On the ground in Syria, the international criticism seemed to have little effect as violence continued.

The Local Co-ordination Committees activist network reported on Thursday that at least 14 people were killed across the country, including one child. Most of the dead were in the central province of Hama.

In a separate development, a member of the Syrian National Council (SNC), the country’s main political oppostion bloc, said that the council and Syrian army deserters have agreed to coordinate their struggle against Assad’s rule.

The first meeting between the SNC and the Free Syrian Army earlier this week in Turkey appeared to mark a change of tack from the SNC’s previous reluctance to back the armed struggle.

“It is agreed that it would be a coordinated movement, there would be coordination,” the SNC’s Khaled Khoja told AFP news agency

“The council recognised the Free Syrian Army as a reality, while the army recognised the council as the political representative” of the opposition.”

He did not specify how organic the links between the two movements would be but the meeting marked a new step in efforts to unite opposition to Assad.

‘Excessive force’

On Wednesday, the world’s largest Islamic body urged Syria to “immediately stop using excessive force” against citizens, to avert the threat of foreign intervention.

The Organisation of Islamic Co-operation (OIC) also urged Syria to co-operate with the Arab League, which has imposed unprecedented sanctions on Damascus.

In a statement released after the group’s meeting in Saudi Arabia, the OIC urged “all parties in Syria to renounce violence and resort to peaceful means”.

Separately, an Arab League committee overseeing the sanctions has listed 17 people banned from travel to Arab states, including President Bashar al-Assad’s brother, Maher, Egypt’s state news agency said on Thursday.

The list also included the defence and interior ministers, intelligence officials and senior military officers.

The committee recommended stopping flights to and from Syria starting mid-December and also recommended exempting wheat, medicine, gas and electricity from the ban on trade with Syria’s government, the agency reported.

Further tightening regional pressure, Turkey has said it will suspend all financial dealings with Syria and freeze the assets of Assad’s government.
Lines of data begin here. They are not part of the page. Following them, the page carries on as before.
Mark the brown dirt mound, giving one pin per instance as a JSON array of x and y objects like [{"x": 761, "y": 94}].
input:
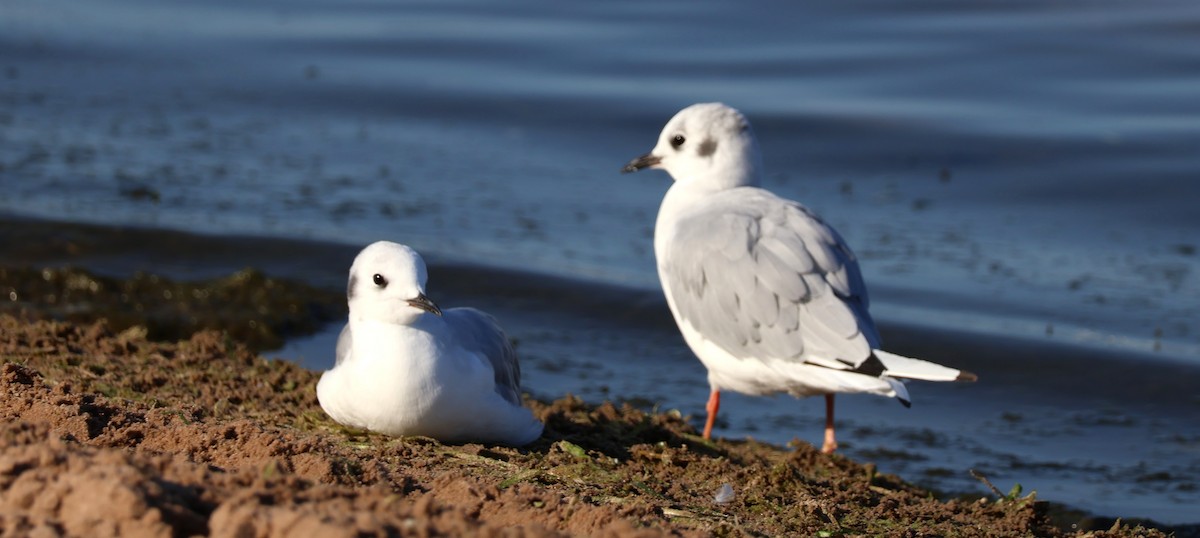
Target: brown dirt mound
[{"x": 114, "y": 435}]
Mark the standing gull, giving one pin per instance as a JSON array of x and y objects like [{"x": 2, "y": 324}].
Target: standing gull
[
  {"x": 407, "y": 368},
  {"x": 765, "y": 292}
]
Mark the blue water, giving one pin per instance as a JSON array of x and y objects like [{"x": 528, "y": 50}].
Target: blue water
[{"x": 1005, "y": 169}]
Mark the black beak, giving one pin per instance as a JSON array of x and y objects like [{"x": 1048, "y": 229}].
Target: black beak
[
  {"x": 425, "y": 304},
  {"x": 645, "y": 161}
]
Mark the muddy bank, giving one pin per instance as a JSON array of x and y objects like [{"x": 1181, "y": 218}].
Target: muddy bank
[{"x": 202, "y": 436}]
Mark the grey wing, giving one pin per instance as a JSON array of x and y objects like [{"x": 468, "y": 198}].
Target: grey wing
[
  {"x": 762, "y": 276},
  {"x": 343, "y": 345},
  {"x": 480, "y": 333}
]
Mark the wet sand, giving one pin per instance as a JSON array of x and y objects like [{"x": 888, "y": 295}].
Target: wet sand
[
  {"x": 223, "y": 390},
  {"x": 203, "y": 437}
]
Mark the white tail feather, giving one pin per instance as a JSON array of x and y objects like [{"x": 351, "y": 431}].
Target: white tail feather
[{"x": 916, "y": 369}]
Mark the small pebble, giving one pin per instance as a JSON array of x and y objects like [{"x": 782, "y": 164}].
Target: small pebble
[{"x": 724, "y": 494}]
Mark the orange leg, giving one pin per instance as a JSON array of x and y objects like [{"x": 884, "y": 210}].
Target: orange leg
[
  {"x": 831, "y": 443},
  {"x": 714, "y": 402}
]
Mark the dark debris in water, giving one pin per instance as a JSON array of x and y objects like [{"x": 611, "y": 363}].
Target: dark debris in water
[{"x": 252, "y": 308}]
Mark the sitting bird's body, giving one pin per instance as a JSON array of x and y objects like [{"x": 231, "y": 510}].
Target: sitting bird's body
[
  {"x": 766, "y": 293},
  {"x": 405, "y": 368}
]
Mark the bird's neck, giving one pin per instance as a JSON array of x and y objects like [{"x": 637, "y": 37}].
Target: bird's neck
[{"x": 397, "y": 342}]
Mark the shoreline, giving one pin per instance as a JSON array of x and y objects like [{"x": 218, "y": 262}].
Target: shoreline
[
  {"x": 123, "y": 251},
  {"x": 237, "y": 443}
]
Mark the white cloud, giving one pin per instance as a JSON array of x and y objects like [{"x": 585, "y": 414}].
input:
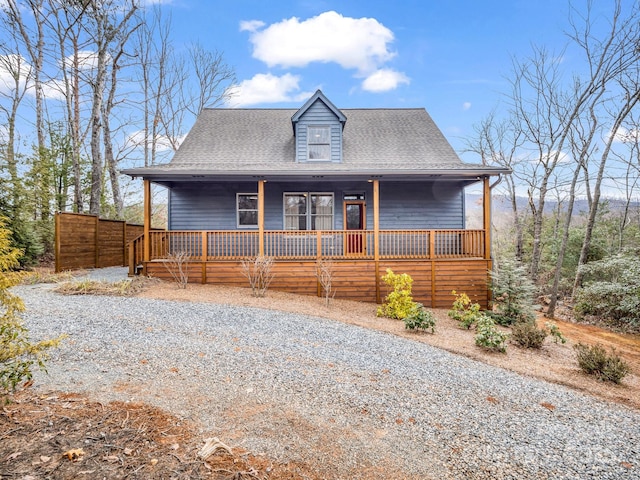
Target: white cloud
[
  {"x": 384, "y": 80},
  {"x": 148, "y": 3},
  {"x": 624, "y": 135},
  {"x": 163, "y": 143},
  {"x": 13, "y": 64},
  {"x": 267, "y": 88},
  {"x": 251, "y": 25},
  {"x": 353, "y": 43}
]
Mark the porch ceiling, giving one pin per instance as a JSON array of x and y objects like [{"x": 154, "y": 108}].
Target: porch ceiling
[{"x": 467, "y": 176}]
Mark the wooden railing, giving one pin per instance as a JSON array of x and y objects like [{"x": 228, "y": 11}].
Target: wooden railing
[{"x": 330, "y": 244}]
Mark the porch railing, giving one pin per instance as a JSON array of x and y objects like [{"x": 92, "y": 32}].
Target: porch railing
[{"x": 305, "y": 245}]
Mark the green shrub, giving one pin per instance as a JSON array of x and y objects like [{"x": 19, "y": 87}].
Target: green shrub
[
  {"x": 420, "y": 319},
  {"x": 594, "y": 360},
  {"x": 464, "y": 310},
  {"x": 398, "y": 303},
  {"x": 513, "y": 293},
  {"x": 17, "y": 354},
  {"x": 528, "y": 335},
  {"x": 488, "y": 336},
  {"x": 555, "y": 332},
  {"x": 611, "y": 291}
]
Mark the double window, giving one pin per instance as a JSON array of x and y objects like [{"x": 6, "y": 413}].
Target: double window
[
  {"x": 302, "y": 211},
  {"x": 319, "y": 143},
  {"x": 247, "y": 208},
  {"x": 308, "y": 211}
]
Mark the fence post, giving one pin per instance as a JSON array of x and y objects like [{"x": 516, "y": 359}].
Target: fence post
[
  {"x": 56, "y": 241},
  {"x": 205, "y": 254},
  {"x": 96, "y": 244}
]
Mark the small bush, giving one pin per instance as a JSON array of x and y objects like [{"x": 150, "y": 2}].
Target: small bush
[
  {"x": 420, "y": 319},
  {"x": 325, "y": 276},
  {"x": 18, "y": 355},
  {"x": 176, "y": 264},
  {"x": 488, "y": 336},
  {"x": 259, "y": 272},
  {"x": 528, "y": 335},
  {"x": 555, "y": 332},
  {"x": 611, "y": 291},
  {"x": 513, "y": 293},
  {"x": 594, "y": 360},
  {"x": 398, "y": 303},
  {"x": 464, "y": 310}
]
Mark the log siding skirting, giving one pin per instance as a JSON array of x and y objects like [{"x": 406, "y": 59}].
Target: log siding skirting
[{"x": 433, "y": 280}]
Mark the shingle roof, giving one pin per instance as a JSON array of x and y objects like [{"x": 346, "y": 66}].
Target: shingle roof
[{"x": 260, "y": 141}]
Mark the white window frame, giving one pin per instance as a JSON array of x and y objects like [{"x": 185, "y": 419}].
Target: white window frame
[
  {"x": 308, "y": 215},
  {"x": 310, "y": 143},
  {"x": 238, "y": 210}
]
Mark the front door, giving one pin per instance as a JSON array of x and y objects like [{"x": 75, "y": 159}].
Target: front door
[{"x": 354, "y": 222}]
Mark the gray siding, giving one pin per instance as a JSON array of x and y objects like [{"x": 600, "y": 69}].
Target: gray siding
[
  {"x": 318, "y": 114},
  {"x": 403, "y": 205},
  {"x": 421, "y": 205}
]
Ahmet Davutoglu, the Turkish foreign minister, said on Wednesday that Assad’s government had come “to the end of the road”.

He said Turkey will block the delivery of all weapons and military equipment to Syria.

“Every bullet fired, every bombed mosque has eliminated the legitimacy of the Syrian leadership and has widened the gap between us,” Davutoglu said. “Syria has squandered the last chance that it was given.”

‘Economic war’

Syria’s government has said the Arab League declared an “economic war” when it decided to impose sanctions.

Adnan Mahmoud, the country’s information minister, said the cabinet looked at several measure to cope with the impact of sanctions.

He said Syrians should not fear shortages in basic commodities.

“The government reiterates its commitment to secure the provision of the needs of Syrian citizens with the existence of self-sufficiency and a strategic stockpile of basic commodities and food, which should assure the people and push away their fears of lacking any commodity from the markets,” he said.

Mahmoud said Syria would also look to “friendly” markets that are not affected by the “American and Western” policies.